Mais l'observation à elle seule ne suffit pas pour apprendre à enseigner. Il faut bien sûr pratiquer, mais sans jamais cesser d'observer tout en faisant. Et c'est là une difficulté très spécifique à l'apprentissage du métier de professeur des écoles et à son exercice. Les enseignants doivent alors prendre conscience de ce qu'il se passe en eux quand ils font et observent simultanément. Il y a en réalité deux grandes modalités d'observation dans l'action : l'observation vigilante et l'observation focalisée. La première est comme un mode radar qui coexisterait en permanence, simultanément à l'action en train de se faire. Elle est liée à l'attention globale que l'on peut avoir des situations, grâce à laquelle on reste vigilant à l'ensemble du contexte, seulement alerté par ce qui sort de la norme, est inhabituel (perturbations diverses et variées n'émanant pas nécessairement des élèves).

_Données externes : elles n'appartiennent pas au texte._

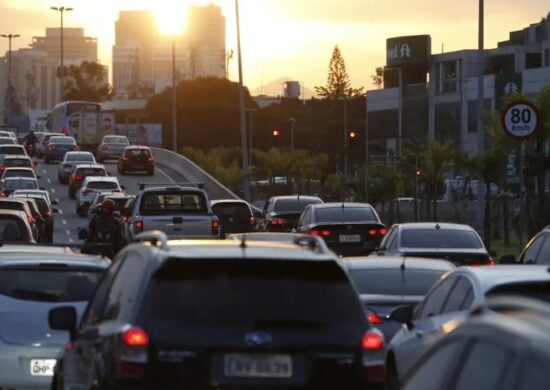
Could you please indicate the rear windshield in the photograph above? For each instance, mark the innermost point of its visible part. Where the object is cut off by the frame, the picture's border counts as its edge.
(102, 185)
(90, 172)
(13, 228)
(237, 210)
(193, 297)
(294, 205)
(20, 184)
(342, 214)
(62, 140)
(168, 203)
(80, 157)
(17, 162)
(49, 285)
(440, 238)
(394, 281)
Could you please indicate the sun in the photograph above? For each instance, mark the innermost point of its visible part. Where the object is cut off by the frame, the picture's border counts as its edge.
(170, 20)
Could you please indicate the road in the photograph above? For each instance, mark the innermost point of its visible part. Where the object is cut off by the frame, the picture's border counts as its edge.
(66, 221)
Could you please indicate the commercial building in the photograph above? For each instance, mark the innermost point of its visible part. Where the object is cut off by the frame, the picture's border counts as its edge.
(435, 95)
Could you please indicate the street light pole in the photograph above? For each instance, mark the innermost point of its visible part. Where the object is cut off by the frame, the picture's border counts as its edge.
(174, 99)
(246, 174)
(10, 37)
(62, 68)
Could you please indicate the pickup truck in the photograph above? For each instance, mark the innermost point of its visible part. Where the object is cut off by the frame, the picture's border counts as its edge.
(178, 211)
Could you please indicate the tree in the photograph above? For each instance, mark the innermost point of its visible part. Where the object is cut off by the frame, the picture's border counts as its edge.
(87, 82)
(338, 83)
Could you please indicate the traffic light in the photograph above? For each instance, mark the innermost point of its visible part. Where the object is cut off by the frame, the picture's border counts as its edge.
(275, 137)
(352, 139)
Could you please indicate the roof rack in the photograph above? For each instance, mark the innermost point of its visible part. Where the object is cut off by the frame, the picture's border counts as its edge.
(155, 238)
(172, 184)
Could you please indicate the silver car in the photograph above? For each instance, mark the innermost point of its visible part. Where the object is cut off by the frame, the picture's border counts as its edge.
(70, 160)
(111, 147)
(31, 284)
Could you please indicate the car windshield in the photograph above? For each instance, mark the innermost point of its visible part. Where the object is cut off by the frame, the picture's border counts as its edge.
(49, 284)
(192, 297)
(293, 204)
(440, 238)
(177, 202)
(394, 281)
(343, 214)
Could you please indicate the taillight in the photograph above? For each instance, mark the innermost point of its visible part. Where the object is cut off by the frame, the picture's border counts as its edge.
(215, 227)
(372, 341)
(138, 225)
(135, 337)
(374, 318)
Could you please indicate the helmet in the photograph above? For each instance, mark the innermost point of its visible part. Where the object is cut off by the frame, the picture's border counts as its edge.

La seconde modalité est l'observation focalisée. Celle-ci est beaucoup plus consciente et correspond à une volonté d'observer tel ou tel élément de la classe (un élève en particulier ou un groupe d'élèves). Elle correspond alors à ce "pas de côté" qu'il est très utile de faire parfois pour pouvoir repérer des difficultés possibles (d'apprentissage comme de comportement). Elle correspond à une pause plus ou moins longue de l'action, mais contribue à la réorienter (par l'étayage, l'intervention immédiate ou différée). J'aime particulièrement, quand la classe roule, me mettre un peu en retrait et regarder les élèves faire, apprendre par eux-mêmes et avec les autres : c'est aussi un petite rétribution savoureuse !

L'observation peut aussi devenir une action en elle-même. Il est en effet nécessaire parfois d'organiser finement l'observation afin de repérer plus précisément ce qui pose problème à un élève, le bloque, l'empêche de faire. On parlera aussi d'observation centrée sur l'élève. Il faut alors planifier cette observation (à quel moment ? à quel rythme ?), élaborer des grilles d'observables (de compétences, de comportements, de savoirs), identifier l'objet de l'observation (la motivation, l'intérêt, le sens donné par l'élève aux activités, la relation aux pairs...). Cette action d'observation fait intégralement partie du repérage des difficultés scolaires. Elle peut s'effectuer en collaboration avec d'autres observateurs (enseignants spécialisés du RASED, psychologue scolaire, intervenants extérieurs). Ses conclusions permettent à l'enseignant d'élaborer des projets spécifiques pour l'élève (PPRE, plans de travail adaptés) et d'intervenir efficacement lors des réunions institutionnelles (équipes éducatives, ESS pour les élèves en situation de handicap). Les outils pour réaliser ce type d'observation sont très nombreux, en voici une petite liste.

Enfin, l'observation est le préalable nécessaire à toute pensée réflexive et une condition importante de l'évolution de la pratique professionnelle. Si un enseignant prend conscience d'un défaut dans sa pratique (par lui même ou à la suite d'un bilan réalisé par un conseiller pédagogique ou un formateur), il ne pourra le dépasser (et encore pas obligatoirement) que par un effort préalable d'observation des situations qui le conduisent à avoir tel ou tel comportement. Un enseignant qui crie souvent, manque de bienveillance, ne parvient pas à maintenir l'attention du groupe, à gérer le temps... doit pouvoir prendre le recul nécessaire afin d'analyser les éléments qui causent chez lui ces réponses. Or, ces éléments sont toujours "sous ses yeux", encore faut-il être suffisamment armé pour les repérer, les analyser et tenter de les modifier. Or, l'auto-observation est particulièrement difficile tant il est vrai que nous ne savons jamais avec certitude pourquoi nous nous comportons ainsi et qu'il peut être terriblement dérangeant d'un point de vue identitaire de remettre en cause ce que nous sommes. La formation joue alors ici un rôle déterminant dans l'émergence d'une pratique réflexive et/ou un travail sur l'habitus des enseignants.